Two sisters from Toronto, 17-year-old Fardosa Abdi and 16-year-old Dheeman Abdi, were seriously injured.
Their aunt Hodan Hassan said from her home in Minnesota that Fardosa was in
critical condition with severe leg injuries.
A 38-year-old Chinese woman with the surname Zhou who worked in the real estate industry was killed, state media said. Her son was injured in the attack and was in stable condition in a hospital, according to the Chinese Embassy in Kenya.
Two French women were killed, President Francois Hollande said.
Kofi Awoonor was a Ghanaian poet, professor and former ambassador to Brazil, Cuba and the United Nations. Ghana's ministry of information said Awoonor's son was injured and is responding to treatment.
Awoonor's work drew its inspiration from the traditions of his native Ewe tribe. Ghana's poetry foundation said on its website that Awoonor went into exile after Ghana's first president, Kwame Nkrumah, was driven out in a coup in 1966.
He studied at the State University of New York at Stony Brook and his dissertation
was published in 1975. He returned to Ghana and was later jailed for alleged
involvement coup plot. His time in prison was recounted in The House by the
Sea (1978), the foundation said.
Three Indians were killed in the attack, including an 8-year-old boy, Paramshu Jain, whose father is manager of a Nairobi branch of an Indian bank. The child's mother, Mukta Jain, is among four Indians who were injured.
The others confirmed dead by the Indian External Affairs Ministry are Sridhar Natarajan, a 40-year-old from India's southern state of Tamil Nadu, and Sudharshan B. Nagaraj, of the southern city of Bangalore.
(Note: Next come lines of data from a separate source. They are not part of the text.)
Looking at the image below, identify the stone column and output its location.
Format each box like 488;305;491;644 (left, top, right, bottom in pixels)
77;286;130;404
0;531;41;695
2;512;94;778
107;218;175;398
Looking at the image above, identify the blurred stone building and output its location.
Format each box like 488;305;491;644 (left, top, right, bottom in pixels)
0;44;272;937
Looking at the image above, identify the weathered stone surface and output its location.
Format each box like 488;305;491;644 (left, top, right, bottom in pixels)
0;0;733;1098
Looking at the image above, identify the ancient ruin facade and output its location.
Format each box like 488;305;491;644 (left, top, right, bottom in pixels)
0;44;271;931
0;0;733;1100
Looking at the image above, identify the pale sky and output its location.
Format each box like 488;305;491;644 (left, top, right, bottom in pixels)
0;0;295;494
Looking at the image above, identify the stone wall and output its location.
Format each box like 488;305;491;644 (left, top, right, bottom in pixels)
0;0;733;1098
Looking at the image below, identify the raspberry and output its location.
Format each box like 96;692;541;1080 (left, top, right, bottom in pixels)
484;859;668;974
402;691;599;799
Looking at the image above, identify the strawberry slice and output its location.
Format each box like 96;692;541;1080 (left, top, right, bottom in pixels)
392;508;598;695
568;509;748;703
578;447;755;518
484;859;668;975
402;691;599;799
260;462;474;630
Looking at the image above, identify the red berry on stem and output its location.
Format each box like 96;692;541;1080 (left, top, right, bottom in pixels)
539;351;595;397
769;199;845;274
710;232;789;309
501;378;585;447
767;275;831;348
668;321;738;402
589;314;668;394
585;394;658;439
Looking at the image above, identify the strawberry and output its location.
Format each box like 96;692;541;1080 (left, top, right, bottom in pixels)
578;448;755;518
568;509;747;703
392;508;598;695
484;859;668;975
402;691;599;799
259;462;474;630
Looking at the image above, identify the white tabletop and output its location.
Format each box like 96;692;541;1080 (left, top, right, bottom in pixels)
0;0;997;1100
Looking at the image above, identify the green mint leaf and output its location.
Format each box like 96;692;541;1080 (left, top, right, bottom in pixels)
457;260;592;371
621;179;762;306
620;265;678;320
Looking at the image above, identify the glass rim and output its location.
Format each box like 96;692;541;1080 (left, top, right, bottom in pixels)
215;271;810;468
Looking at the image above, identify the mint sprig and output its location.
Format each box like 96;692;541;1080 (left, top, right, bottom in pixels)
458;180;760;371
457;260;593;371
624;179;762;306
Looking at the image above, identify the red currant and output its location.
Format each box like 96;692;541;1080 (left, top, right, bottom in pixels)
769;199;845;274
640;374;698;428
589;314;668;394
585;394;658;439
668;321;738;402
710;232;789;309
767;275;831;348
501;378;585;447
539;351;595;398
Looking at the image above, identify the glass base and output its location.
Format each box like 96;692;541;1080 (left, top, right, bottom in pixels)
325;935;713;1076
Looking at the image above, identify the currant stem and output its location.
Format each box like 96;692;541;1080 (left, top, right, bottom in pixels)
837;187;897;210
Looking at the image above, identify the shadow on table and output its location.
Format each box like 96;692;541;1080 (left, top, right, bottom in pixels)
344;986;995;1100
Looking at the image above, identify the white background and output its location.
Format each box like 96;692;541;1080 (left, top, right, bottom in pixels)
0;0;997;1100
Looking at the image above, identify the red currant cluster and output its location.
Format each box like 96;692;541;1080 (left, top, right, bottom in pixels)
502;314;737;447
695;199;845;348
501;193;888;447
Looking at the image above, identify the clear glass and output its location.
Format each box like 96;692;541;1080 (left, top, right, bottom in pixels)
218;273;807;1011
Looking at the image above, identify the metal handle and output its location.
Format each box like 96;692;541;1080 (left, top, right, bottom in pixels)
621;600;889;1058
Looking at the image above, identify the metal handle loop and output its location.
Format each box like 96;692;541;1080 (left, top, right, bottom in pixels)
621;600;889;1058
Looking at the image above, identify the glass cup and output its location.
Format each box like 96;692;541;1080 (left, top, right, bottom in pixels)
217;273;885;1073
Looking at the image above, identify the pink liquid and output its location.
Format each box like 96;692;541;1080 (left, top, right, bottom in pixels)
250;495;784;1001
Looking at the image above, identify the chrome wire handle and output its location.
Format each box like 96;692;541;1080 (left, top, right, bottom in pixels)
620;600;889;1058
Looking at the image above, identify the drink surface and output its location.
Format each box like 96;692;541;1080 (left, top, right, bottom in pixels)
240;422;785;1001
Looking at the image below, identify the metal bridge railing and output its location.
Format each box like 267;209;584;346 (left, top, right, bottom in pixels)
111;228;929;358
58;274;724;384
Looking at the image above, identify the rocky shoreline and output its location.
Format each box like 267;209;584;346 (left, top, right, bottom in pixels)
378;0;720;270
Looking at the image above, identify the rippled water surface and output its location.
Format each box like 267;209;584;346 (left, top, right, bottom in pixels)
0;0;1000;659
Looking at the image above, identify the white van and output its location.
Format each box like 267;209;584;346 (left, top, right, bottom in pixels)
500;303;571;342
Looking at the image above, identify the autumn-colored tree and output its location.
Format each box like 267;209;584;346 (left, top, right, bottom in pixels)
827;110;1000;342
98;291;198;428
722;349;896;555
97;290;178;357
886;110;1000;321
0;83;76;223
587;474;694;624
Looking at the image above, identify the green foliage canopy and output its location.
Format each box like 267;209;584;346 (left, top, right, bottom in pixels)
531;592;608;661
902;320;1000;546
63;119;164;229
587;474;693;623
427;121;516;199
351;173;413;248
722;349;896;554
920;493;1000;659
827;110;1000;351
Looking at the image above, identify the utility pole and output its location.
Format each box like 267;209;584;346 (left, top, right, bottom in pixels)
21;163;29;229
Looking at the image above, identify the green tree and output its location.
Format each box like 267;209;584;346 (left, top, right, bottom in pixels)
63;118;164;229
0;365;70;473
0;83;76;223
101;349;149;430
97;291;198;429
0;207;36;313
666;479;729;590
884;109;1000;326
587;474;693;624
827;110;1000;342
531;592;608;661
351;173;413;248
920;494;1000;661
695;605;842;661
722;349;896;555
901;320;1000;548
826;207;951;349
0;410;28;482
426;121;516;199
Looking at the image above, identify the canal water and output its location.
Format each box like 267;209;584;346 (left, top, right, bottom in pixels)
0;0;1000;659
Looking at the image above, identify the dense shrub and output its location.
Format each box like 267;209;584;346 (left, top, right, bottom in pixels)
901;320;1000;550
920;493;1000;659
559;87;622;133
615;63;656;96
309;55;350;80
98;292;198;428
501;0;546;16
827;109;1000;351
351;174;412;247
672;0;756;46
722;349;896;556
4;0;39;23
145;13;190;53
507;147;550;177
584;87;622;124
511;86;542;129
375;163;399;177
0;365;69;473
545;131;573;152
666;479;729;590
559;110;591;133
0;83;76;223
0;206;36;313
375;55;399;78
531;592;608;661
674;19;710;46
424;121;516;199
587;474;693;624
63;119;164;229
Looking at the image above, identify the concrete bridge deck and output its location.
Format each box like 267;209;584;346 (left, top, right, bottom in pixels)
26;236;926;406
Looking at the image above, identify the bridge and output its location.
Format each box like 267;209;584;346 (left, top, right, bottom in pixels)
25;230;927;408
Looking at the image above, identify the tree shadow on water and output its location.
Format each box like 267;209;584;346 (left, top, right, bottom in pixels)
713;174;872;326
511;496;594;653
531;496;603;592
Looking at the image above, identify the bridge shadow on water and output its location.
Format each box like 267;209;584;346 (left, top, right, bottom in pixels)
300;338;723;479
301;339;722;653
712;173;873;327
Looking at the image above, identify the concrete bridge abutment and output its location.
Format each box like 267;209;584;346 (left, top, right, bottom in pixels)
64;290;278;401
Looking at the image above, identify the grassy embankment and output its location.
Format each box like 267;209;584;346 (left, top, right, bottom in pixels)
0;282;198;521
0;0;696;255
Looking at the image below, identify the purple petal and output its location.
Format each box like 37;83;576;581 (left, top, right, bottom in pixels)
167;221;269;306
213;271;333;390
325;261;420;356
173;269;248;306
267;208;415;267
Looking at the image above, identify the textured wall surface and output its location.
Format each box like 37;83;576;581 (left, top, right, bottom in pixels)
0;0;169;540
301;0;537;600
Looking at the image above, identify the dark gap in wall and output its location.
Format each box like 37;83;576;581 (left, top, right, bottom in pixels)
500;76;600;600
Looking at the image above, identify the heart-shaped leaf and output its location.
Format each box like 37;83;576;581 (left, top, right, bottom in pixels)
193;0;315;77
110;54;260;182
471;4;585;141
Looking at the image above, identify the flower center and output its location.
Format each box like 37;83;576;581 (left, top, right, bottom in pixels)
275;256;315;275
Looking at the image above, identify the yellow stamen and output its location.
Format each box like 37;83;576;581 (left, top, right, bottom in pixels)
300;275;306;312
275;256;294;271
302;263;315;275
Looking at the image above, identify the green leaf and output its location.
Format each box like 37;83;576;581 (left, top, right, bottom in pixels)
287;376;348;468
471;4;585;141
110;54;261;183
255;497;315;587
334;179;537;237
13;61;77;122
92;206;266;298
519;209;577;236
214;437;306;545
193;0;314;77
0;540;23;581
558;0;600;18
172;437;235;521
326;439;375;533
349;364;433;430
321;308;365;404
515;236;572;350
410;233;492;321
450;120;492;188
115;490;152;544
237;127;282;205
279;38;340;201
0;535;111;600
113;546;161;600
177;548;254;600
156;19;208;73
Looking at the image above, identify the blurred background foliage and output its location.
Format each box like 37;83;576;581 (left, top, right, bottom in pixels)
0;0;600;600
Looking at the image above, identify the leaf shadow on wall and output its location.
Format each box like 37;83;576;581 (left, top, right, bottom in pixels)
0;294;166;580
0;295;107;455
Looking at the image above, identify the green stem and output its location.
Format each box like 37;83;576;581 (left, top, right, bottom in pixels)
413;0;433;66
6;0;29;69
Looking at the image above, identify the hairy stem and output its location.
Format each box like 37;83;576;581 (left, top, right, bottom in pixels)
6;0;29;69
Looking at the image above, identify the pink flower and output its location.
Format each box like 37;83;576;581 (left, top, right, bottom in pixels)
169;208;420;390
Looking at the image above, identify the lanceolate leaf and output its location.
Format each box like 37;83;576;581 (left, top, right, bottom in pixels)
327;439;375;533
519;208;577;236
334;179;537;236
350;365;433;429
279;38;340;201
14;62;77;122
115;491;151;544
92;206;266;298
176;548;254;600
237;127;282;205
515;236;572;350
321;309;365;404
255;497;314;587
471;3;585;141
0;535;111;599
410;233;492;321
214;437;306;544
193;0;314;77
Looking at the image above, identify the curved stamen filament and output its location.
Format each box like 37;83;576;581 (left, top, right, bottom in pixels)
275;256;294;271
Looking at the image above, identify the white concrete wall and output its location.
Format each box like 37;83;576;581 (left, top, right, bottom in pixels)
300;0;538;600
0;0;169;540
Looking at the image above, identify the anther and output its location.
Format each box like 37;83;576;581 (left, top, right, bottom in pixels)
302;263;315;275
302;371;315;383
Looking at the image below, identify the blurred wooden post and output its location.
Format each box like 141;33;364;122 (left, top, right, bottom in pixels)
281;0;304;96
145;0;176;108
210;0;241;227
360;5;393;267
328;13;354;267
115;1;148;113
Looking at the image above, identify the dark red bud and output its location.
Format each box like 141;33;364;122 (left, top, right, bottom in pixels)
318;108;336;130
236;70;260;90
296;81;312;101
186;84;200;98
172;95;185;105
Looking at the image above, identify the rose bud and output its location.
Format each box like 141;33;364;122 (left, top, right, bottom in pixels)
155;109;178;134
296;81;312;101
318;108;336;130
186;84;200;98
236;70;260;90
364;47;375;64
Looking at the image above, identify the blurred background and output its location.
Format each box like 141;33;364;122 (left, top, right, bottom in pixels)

Ruhila Adatia-Sood was a popular radio and TV personality in Kenya and her husband worked for the U.S. Agency for International Development in Nairobi. She was expecting a child.
Mitul Shah was president of the Bidco United football team in Kenya, Football Kenya spokesman John Kaniuki said. Shah worked for the Bidco cooking oil company and was reportedly attending a promotional cooking event with children at the mall.
President Uhuru Kenyatta's nephew and nephew's fiancee were also among the
Elif Yavuz was a senior vaccines researcher for the Clinton Health Access Initiative, according to a statement from the Clinton family. 'Elif was brilliant, dedicated, and deeply admired by her colleagues, who will miss her terribly,' the Clintons said.
She had completed her dissertation research on malaria in eastern Africa and
graduated this year from Harvard University's Department of Global Health and
Population, the school said.
Yavuz, 33, was Langdon's partner and was expecting their first child in early October.
Andrew McLaren, 34, a New Zealander who managed a factory in Kenya for the avocado oil company Olivado, was wounded in the attack, the New Zealand Ministry of Foreign Affairs confirmed. He was hospitalized in stable condition.
Juan Ortiz-Iruri was a retired tropical disease specialist for UNICEF who had lived for 25 years in Africa, according to UNICEF and Peruvian Foreign Ministry spokesman Alejandro Neyra.
His son, Ricardo Ortiz, told Radio RPP that Ortiz-Iruri entered the mall accompanied
by his daughter, a 13-year-old born in the U.S. She suffered a hand injury,
but is out of danger.
One South African citizen was killed, according to the country's International Relations Department.
South Korea's Foreign Ministry said one South Korean woman was among the dead. It provided no further details.
One Swiss citizen was injured, but the embassy would not provide further the victim's name.
Five American citizens were injured, U.S. officials said.